From the local paper today.
Dan
Last update: May 21, 2004 at 6:49 AM
Navy drops lawsuit over Princeton, Minn., plane
Eric Rosenberg, Hearst Newspapers
May 21, 2004PLANE0521
WASHINGTON, D.C. -- Yielding to congressional pressure, the Navy has reversed course and agreed to give the rusting hulk of a demolished World War II-era aircraft to a Princeton, Minn., aviation buff who is restoring the plane.
Lex Cralley, an airline ground services mechanic, dug up the abandoned Corsair fighter plane in Craven County, N.C., in 1991 and took it home to Minnesota. The airplane had crashed during a training run on Dec. 19, 1944.
With its unique gull-wing design, the Corsair was one of the most recognizable airplanes of World War II.
Legal problems for Cralley began in March, when the Justice Department sued him in U.S. District Court in Minneapolis, claiming that the Navy wanted the airplane back and accusing him of stealing it.
When he learned of the lawsuit, Rep.
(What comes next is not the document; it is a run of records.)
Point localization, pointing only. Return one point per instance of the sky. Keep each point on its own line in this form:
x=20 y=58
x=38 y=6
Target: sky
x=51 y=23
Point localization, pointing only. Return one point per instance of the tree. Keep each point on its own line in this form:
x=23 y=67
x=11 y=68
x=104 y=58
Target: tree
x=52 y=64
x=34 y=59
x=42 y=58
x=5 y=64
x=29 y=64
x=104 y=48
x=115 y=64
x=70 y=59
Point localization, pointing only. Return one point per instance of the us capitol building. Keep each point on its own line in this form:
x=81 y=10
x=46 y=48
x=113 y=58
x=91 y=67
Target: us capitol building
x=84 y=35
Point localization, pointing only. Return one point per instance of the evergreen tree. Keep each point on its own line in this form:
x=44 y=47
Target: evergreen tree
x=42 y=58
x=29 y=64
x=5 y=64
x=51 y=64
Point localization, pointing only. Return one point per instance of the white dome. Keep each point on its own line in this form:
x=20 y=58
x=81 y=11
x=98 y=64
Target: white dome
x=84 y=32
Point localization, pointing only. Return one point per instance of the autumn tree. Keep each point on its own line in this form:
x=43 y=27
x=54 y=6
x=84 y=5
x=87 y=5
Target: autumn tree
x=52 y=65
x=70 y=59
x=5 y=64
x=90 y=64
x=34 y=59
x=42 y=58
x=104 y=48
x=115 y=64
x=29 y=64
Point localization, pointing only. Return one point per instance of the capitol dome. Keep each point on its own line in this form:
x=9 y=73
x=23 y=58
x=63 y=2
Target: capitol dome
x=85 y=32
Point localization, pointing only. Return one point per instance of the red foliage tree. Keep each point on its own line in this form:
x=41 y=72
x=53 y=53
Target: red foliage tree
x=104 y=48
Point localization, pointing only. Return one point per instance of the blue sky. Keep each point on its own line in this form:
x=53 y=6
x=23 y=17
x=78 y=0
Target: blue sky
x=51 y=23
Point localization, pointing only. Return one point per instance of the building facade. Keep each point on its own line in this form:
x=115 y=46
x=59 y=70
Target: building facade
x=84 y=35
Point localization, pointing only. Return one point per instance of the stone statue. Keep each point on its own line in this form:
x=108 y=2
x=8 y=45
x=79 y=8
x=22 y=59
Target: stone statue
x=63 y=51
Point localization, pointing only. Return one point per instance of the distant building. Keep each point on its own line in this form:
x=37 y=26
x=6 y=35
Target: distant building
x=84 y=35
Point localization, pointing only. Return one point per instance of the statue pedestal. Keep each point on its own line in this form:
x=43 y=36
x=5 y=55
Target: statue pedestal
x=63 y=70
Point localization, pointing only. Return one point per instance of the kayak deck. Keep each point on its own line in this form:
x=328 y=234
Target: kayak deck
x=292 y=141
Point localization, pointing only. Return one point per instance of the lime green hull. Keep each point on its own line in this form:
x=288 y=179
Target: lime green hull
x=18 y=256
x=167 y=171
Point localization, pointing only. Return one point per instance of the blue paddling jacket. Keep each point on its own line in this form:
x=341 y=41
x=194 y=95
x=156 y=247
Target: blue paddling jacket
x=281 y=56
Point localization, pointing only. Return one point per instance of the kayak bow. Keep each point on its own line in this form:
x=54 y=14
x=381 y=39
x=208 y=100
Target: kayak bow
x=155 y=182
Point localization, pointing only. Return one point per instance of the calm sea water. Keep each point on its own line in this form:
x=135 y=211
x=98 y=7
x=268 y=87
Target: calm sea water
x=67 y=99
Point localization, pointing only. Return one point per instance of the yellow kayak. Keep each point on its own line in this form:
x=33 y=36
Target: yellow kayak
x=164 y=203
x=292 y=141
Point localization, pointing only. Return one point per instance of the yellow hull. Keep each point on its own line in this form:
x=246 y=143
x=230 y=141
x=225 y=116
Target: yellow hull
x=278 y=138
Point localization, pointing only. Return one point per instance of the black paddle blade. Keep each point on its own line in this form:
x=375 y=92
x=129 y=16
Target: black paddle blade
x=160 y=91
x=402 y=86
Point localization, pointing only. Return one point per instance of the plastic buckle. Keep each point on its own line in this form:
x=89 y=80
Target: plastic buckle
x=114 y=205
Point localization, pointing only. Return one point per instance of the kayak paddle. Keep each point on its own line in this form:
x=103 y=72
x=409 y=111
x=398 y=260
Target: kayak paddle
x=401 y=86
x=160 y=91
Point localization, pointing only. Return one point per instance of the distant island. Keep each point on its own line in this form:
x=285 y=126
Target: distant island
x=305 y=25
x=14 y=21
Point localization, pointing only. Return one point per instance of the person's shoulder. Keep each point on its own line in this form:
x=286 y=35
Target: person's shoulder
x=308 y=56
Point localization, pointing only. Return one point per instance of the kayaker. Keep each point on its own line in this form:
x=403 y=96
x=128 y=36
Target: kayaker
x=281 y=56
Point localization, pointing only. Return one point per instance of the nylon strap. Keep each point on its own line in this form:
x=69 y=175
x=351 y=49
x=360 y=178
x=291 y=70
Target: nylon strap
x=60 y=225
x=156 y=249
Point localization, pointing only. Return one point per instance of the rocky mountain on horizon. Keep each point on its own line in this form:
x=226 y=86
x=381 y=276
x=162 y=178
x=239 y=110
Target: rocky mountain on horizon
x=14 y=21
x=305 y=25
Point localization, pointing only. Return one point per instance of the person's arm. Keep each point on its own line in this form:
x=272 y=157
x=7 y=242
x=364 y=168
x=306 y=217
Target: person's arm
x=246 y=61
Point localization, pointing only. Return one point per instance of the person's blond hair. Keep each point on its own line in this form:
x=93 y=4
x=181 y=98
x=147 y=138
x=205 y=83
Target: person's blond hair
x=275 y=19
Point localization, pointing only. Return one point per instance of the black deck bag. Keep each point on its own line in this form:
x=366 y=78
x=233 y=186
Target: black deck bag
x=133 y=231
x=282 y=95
Walter Jones, R-N.C., stepped in to help Cralley. He asked the Navy to drop the claim and give the aircraft to Cralley.
Jones said last week that Alberto Mora, the Navy's top lawyer, has agreed to do so.
Cralley, 49, said he was relieved by the Navy's agreement to transfer title to the Corsair.
"It was a whole lot more work to retain the plane than to obtain it," he said from his home, expressing thanks to Jones for helping resolve the dispute.
On May 10, government attorneys and an appraiser of vintage aircraft traveled to Cralley's workshop in Princeton and spent four hours surveying the plane, according to Boyd Ratchye, Cralley's lawyer. The government lawyers also showed him the draft language of a congressional amendment that would cede title of the Corsair to Cralley, thereby ending the lawsuit.
The House and Senate are expected to pass the measure this summer.
A little more than seven months after the Allies landed at Normandy on D-Day, Marine Corps 2nd Lt. Robin C. Pennington was flying the Corsair on a routine training mission from the Marine base at Cherry Point, N.C., when he bailed out "for some unknown reason," according to the Navy crash investigation. Pennington failed to pull the ripcord on his parachute. His body was found about a month later some distance from the crash site. The investigation report listed the plane as "demolished."
Despite that and the passage of decades with no apparent Navy interest in retrieving the aircraft, the service maintained in its lawsuit that it still owned the airplane.